An edible allergy vaccine could one day replace injections, a study says.
One in three adults has some form of allergy
Jabs, which build up antibodies are used to treat severe forms of hay-fever and cat and venom allergies, but can sometimes trigger dangerous reactions.
The Japanese researchers said the rice-based vaccine they tested on mice is less dangerous and more simple.
They wrote in the journal Proceedings Of The National Academy of Sciences that it "opens new possibilities" for allergy treatment in the future.
One in four people are estimated to suffer from allergies, ranging from reactions to food to respiratory and skin allergies.
Most can be controlled by regulating diet and the immediate environment - or drugs can be taken to limit the symptoms.
But for severe hay-fever and cat allergies, as well as for people with particularly bad reactions to bee and wasp stings, courses of anti-allergy injections can be given.
These can take a couple of years to complete and have to be done in hospital because of the danger of the allergens given in the jabs prompting an anaphylactic reaction - injections all but stopped for a while in the UK in the 1980s because of a number of deaths.
The vaccine developed by the joint University of Tokyo and Shimane University team uses genetically-modified rice to build up the immune system.
The oral vaccine contains only part of the allergen in comparison to traditional injections and therefore carry less risk of a bad reaction, the study said.

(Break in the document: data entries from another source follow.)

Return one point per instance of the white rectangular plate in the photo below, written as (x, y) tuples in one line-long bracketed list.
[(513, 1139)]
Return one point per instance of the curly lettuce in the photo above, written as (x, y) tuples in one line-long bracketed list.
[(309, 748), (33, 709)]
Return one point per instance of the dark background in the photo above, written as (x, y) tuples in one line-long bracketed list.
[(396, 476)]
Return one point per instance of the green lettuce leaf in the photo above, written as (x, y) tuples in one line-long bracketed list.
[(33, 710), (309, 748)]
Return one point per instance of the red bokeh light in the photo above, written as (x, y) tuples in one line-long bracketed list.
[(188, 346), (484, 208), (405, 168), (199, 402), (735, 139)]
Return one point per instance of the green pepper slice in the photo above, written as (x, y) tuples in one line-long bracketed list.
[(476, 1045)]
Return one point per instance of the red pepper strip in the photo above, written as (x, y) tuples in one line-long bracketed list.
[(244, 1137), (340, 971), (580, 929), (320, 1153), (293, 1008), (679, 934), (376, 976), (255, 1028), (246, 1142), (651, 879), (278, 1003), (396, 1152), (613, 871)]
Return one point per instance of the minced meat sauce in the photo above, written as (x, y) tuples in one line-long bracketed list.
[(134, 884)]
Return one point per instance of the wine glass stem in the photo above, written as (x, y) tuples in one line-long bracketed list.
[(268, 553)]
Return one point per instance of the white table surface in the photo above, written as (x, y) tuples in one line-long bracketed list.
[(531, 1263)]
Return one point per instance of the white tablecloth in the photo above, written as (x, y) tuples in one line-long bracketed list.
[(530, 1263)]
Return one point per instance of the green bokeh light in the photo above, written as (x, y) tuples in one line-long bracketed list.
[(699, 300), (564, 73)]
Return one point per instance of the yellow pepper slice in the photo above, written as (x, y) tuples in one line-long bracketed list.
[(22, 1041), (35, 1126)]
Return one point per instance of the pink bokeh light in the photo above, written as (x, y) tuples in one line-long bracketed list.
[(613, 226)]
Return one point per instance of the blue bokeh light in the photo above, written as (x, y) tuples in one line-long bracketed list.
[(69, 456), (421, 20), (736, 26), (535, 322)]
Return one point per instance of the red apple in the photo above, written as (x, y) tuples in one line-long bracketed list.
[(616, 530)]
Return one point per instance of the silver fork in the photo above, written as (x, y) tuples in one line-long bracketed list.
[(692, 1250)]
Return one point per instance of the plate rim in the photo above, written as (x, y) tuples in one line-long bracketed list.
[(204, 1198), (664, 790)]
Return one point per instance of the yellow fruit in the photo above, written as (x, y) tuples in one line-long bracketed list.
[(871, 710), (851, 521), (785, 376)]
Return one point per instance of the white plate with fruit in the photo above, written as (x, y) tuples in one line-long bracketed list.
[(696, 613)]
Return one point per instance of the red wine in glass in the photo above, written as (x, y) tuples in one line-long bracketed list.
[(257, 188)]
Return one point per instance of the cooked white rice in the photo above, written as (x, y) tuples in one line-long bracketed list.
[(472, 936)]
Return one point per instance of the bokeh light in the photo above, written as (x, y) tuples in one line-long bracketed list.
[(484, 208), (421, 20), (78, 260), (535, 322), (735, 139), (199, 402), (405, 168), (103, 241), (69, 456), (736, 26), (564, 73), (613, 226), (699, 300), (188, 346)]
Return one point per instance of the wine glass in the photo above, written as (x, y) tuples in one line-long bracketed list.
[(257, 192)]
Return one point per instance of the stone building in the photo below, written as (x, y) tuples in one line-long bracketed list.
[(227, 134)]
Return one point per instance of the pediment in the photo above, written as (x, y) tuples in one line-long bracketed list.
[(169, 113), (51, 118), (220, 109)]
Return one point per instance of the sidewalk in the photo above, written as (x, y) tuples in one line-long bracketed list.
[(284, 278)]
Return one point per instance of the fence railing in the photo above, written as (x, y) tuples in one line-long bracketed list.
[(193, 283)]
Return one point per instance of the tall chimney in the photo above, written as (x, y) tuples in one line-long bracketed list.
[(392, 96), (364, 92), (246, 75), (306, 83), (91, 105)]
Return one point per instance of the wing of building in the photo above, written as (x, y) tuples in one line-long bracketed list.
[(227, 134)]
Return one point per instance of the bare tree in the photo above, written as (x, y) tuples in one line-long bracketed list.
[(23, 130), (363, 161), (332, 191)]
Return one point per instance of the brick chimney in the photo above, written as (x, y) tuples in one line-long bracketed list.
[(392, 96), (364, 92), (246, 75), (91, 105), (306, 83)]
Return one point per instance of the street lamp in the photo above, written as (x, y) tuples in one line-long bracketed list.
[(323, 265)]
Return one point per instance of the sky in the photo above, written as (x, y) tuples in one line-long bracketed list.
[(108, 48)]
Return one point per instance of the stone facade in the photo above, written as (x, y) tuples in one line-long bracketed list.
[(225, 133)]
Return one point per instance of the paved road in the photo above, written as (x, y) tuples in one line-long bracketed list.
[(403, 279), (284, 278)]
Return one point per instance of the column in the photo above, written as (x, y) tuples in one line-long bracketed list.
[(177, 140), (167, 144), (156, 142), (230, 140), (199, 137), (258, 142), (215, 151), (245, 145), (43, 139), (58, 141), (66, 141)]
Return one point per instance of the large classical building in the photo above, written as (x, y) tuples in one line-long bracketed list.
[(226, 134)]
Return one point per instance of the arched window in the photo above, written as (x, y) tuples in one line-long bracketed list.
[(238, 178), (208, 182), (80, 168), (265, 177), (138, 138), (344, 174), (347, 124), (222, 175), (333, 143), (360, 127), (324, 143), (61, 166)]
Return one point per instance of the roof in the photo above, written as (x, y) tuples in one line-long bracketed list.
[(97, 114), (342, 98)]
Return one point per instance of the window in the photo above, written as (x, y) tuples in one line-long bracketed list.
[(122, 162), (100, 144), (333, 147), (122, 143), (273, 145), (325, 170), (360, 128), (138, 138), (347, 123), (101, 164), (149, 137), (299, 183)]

In the tests on mice allergic to cedar pollen, those taking the rice vaccine for four weeks showed fewer allergic responses and sneezed less.
Report co-author Hidenori Takagi said the findings "open new possibilities" for the treatment of allergies.
And he added: "Plant-based vaccines have several potential advantages over traditional whole-allergen injected vaccines since they are simpler to administer and cheaper to produce."
But he said more research was needed before a human vaccine could be produced.
Muriel Simmons, chief executive of Allergy UK, said more research was needed into treating allergies.
"Courses of injections have to be tightly monitored in hospital so anything that offers the hope of an easier and safer way to give them is to be welcomed."